Kotlin: Built-in Supabase Connector
The Kotlin SDK includes a first-party Supabase connector that handles fetchCredentials and session management automatically:
// build.gradle.kts
implementation("com.powersync:connector-supabase:$powersyncVersion")
val connector = SupabaseConnector(
supabaseUrl = "https://your-project.supabase.co",
supabaseKey = "your-anon-key",
powerSyncEndpoint = "https://your-instance.powersync.journeyapps.com",
)
Troubleshooting
PSYNC_S2101 — Could not find an appropriate key in the keystore
PowerSync cannot verify the JWT signature. Check the error logs for Known keys and tokenDetails to diagnose the mismatch.
| Cause | Symptom | Solution |
|---|---|---|
Local Supabase with supabase_jwt_secret |
Known keys show HS256 but token uses ES256 with a specific kid |
Local Supabase uses ES256 asymmetric keys. Switch to manual JWKS config — see "Local Supabase" section above. |
| Incomplete Supabase key migration | Token alg doesn't match keystore |
Complete the "Rotate to asymmetric JWTs" step in the Supabase migration guide. |
| Stale tokens after migration | Old tokens fail, new logins work | Have users sign out and back in to receive new tokens. |
| Auto-detection failed | supabase: true but no keys registered |
PowerSync couldn't detect your Supabase project from the connection string. Use manual JWKS config. |
| Wrong JWT secret | HS256 verification fails | For legacy HS256 keys, verify the secret matches Supabase → Project Settings → JWT. |
block_local_jwks blocking JWKS fetch |
JWKS URI resolves to private IP, keys never fetched | Set block_local_jwks: false for local development. |
After any service.yaml auth change, restart the service to pick it up: powersync docker reset (self-hosted) or powersync deploy service-config (Cloud).
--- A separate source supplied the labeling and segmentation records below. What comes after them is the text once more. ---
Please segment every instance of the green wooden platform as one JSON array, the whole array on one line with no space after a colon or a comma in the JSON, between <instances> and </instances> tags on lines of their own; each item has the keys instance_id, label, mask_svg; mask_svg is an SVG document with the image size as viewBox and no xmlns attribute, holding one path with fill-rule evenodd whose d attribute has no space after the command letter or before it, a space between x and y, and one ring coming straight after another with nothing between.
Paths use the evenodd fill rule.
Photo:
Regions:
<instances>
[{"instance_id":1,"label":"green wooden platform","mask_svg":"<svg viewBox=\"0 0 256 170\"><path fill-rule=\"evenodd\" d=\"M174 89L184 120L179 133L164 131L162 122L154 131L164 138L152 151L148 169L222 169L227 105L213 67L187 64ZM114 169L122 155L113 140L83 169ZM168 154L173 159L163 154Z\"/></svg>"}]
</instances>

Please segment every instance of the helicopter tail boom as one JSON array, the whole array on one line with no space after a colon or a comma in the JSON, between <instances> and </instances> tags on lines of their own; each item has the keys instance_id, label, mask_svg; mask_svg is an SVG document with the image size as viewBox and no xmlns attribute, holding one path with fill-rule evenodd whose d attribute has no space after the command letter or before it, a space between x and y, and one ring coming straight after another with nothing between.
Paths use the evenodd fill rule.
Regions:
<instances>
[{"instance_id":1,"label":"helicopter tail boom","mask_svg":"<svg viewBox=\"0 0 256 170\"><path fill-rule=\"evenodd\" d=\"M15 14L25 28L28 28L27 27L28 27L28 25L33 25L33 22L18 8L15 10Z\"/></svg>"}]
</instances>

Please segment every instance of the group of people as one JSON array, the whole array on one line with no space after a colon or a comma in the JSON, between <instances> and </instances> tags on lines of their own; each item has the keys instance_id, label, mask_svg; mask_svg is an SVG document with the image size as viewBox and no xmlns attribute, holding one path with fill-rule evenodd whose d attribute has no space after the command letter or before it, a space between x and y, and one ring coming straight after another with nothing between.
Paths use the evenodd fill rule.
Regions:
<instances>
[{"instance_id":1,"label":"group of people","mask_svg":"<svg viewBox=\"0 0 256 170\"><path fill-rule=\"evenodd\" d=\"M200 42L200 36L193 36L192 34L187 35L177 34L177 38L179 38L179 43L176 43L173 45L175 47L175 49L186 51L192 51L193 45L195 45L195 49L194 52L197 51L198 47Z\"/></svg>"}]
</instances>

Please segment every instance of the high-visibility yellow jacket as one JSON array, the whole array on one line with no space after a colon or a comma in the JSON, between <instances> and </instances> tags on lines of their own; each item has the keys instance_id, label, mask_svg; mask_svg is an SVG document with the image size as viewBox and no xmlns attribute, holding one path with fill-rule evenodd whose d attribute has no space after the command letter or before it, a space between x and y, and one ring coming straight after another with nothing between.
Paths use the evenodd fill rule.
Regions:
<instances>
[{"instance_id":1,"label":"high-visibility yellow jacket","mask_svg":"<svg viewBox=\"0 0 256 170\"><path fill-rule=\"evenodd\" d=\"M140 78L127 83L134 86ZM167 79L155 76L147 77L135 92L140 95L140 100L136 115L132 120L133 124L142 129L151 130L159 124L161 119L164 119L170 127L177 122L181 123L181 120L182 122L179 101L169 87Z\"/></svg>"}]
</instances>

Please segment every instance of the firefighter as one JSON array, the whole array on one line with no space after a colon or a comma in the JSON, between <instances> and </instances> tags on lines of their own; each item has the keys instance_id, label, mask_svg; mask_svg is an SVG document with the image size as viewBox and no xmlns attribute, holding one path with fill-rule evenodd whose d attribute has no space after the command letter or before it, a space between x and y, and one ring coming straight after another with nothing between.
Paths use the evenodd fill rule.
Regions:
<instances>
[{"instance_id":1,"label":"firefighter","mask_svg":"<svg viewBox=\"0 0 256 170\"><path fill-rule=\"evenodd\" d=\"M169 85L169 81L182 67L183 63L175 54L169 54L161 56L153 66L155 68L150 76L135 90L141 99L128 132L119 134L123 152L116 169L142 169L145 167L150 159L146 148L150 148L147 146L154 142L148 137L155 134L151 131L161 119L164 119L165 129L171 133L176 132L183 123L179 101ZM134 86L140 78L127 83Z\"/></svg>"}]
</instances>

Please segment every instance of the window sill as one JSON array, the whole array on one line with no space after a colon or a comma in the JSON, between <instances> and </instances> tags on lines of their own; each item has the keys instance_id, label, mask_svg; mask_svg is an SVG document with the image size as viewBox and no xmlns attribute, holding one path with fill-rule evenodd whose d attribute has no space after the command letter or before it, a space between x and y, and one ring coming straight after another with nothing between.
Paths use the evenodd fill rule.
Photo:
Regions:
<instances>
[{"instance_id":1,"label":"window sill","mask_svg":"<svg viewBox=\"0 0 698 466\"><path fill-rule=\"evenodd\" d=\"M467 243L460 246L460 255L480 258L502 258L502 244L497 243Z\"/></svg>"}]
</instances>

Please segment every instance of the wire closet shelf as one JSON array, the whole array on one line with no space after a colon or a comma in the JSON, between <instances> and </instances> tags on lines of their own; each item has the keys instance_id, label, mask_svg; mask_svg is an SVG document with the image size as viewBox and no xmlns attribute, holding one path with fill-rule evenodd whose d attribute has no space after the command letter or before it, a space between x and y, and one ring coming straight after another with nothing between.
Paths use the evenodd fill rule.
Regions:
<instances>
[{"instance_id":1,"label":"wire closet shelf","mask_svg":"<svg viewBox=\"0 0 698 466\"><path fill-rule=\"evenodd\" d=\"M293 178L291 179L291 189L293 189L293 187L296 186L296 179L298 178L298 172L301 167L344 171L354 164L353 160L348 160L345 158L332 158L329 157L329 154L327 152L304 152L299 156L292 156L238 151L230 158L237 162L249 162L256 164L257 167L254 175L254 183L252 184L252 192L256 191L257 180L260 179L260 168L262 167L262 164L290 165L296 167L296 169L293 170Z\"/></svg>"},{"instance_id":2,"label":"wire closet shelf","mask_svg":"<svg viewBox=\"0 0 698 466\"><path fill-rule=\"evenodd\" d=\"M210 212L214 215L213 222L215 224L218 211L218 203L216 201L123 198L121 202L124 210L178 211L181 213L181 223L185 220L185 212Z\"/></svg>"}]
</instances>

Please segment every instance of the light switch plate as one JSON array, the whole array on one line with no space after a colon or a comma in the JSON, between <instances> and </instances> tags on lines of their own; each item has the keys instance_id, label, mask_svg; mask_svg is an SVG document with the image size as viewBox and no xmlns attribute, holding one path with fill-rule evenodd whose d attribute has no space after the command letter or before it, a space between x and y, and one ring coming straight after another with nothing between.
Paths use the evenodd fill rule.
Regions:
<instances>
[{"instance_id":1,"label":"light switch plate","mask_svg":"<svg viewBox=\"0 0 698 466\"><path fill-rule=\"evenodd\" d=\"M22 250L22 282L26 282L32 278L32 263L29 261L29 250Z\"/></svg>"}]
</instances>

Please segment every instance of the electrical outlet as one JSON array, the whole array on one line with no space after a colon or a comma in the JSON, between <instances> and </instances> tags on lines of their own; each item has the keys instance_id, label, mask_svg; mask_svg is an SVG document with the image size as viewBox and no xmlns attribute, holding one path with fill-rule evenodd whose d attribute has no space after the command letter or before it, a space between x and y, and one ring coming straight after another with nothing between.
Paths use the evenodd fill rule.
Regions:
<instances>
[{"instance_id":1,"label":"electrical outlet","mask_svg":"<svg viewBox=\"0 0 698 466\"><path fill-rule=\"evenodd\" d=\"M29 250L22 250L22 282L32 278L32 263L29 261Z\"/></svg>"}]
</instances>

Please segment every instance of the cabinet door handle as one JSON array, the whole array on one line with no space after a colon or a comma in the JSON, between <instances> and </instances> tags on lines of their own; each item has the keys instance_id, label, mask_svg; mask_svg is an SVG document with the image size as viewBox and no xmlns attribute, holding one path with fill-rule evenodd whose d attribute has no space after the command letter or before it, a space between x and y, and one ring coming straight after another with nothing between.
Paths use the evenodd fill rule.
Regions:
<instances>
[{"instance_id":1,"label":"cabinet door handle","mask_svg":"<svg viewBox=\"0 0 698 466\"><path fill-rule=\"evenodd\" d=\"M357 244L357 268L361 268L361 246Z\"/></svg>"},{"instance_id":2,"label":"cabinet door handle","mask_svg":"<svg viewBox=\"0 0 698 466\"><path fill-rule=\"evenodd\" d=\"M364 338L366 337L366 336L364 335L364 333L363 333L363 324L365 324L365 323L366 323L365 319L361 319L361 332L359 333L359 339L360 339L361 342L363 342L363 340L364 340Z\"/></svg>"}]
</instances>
PSYNC_S2105 — JWT payload is missing a required claim "aud"
Using manual JWKS config without specifying an audience. Add authenticated to the audience list (Cloud dashboard or audience: [authenticated] in service.yaml).
Auto-detection warning
If you see:
Supabase Auth is enabled, but no Supabase connection string found. Skipping Supabase JWKS URL configuration.
PowerSync couldn't detect your project from the connection string. Switch to manual JWKS configuration.
Migrating from Legacy to New JWT Signing Keys
- Follow all steps in the Supabase JWT migration guide, including the "Rotate to asymmetric JWTs" step. The migration is not complete without this step.
- Update PowerSync config:
- Cloud / self-hosted with standard connection: No change needed — PowerSync auto-detects the new JWKS. Remove any previously set legacy JWT secret.
- Manual JWKS: Ensure
jwks_uripoints to the Supabase JWKS endpoint andauthenticatedis in the audience list.
- Have all users sign out and sign back in to receive tokens signed with the new keys.